Question

An amateur photographer attempts to build a custom zoom lens using a converging lens followed by a diverging lens. The two lenses are separated by a distance \(x=50 . \mathrm{mm}\) as shown below. If the focal length of the first lens is \(2.0 \cdot 10^{2} \mathrm{~mm}\) and the focal length of the second lens is \(-3.0 \cdot 10^{2} \mathrm{~mm},\) what will the effective focal length of this compound lens be? What will \(f_{\text {eff }}\) be if the lens separation is changed to \(1.0 \cdot 10^{2} \mathrm{~mm}\) ?

Short answer

Answer: The approximate effective focal lengths of the compound lens system are 166.7 mm for the first case, when the lenses are separated by 50 mm, and 125.0 mm for the second case, when the lenses are separated by 100 mm.

Step-by-step solution

Understanding the Lens Maker's Formula

To calculate the effective focal length of a compound lens system, the following formula is used: \( \frac{1}{f_{eff}} = \frac{1}{f_1} + \frac{1}{f_2} - \frac{d}{f_1 f_2} \) where \(f_{eff}\) is the effective focal length of the compound lens, \(f_1\) is the focal length of the first lens, \(f_2\) is the focal length of the second lens, and \(d\) is the distance between the two lenses. We will use this formula in the subsequent steps to find the effective focal length for both cases.

Calculating the effective focal length for the first case

In this case, the given focal lengths and lens separation are: \(f_1 = 2.0 \cdot 10^{2} \text{mm},\ f_2 = -3.0 \cdot 10^{2} \text{mm}\), and \(d = 50 \mathrm{~mm}\). Using these values in the lens maker's formula: \( \frac{1}{f_{eff}} = \frac{1}{2.0 \cdot 10^2} - \frac{1}{3.0 \cdot 10^2} - \frac{50}{(2.0 \cdot 10^2)(-3.0 \cdot 10^2)} \) Now, calculate the effective focal length: \( f_{eff} = \frac{1}{\frac{1}{2.0 \cdot 10^2} - \frac{1}{3.0 \cdot 10^2} - \frac{50}{(2.0 \cdot 10^2)(-3.0 \cdot 10^2)}} \) \( f_{eff} \approx 166.7 \ mm \) So, the effective focal length for the first case is approximately \(166.7 \ mm\).
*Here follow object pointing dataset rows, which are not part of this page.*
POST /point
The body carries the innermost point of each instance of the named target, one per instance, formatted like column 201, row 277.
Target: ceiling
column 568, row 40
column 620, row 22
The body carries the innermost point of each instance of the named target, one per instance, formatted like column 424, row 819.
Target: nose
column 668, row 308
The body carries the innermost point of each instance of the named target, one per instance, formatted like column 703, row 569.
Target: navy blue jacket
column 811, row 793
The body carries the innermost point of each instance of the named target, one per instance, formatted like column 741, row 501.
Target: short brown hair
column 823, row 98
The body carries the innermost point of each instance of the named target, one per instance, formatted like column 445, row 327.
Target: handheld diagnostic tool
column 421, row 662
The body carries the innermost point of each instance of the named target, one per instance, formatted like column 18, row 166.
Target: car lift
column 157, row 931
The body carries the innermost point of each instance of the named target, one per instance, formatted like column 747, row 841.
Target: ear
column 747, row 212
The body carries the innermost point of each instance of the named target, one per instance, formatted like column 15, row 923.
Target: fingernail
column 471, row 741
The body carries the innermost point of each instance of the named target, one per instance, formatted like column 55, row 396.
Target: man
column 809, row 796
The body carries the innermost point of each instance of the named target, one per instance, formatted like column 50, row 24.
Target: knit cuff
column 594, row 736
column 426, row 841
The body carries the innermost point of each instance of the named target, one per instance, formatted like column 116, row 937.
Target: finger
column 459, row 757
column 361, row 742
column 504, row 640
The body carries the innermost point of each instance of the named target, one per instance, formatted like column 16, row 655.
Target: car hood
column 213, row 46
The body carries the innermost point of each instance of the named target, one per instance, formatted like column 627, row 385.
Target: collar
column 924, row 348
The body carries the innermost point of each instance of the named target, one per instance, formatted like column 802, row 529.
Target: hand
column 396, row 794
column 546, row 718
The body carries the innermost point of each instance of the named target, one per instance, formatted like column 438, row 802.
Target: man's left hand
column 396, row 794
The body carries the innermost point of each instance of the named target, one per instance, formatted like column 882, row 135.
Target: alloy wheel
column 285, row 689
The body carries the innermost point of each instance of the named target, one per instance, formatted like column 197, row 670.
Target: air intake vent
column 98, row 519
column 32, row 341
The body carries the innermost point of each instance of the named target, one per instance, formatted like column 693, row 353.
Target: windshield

Calculating the effective focal length for the second case

In this case, the focal lengths are the same, but the lens separation has changed: \(d = 1.0 \cdot 10^{2} \mathrm{~mm}\) Using the updated lens separation in the lens maker's formula: \( \frac{1}{f_{eff}} = \frac{1}{2.0 \cdot 10^2} - \frac{1}{3.0 \cdot 10^2} - \frac{100}{(2.0 \cdot 10^2)(-3.0 \cdot 10^2)} \) Now, calculate the effective focal length: \( f_{eff} = \frac{1}{\frac{1}{2.0 \cdot 10^2} - \frac{1}{3.0 \cdot 10^2} - \frac{100}{(2.0 \cdot 10^2)(-3.0 \cdot 10^2)}} \) \( f_{eff} \approx 125.0 \ mm \) So, the effective focal length for the second case is approximately \(125.0 \ mm\). In conclusion, the effective focal length of the compound lens is approximately \(166.7 \ mm\) for the first case and \(125.0 \ mm\) for the second case when the lens separations are \(50 \ mm\) and \(100 \ mm\), respectively.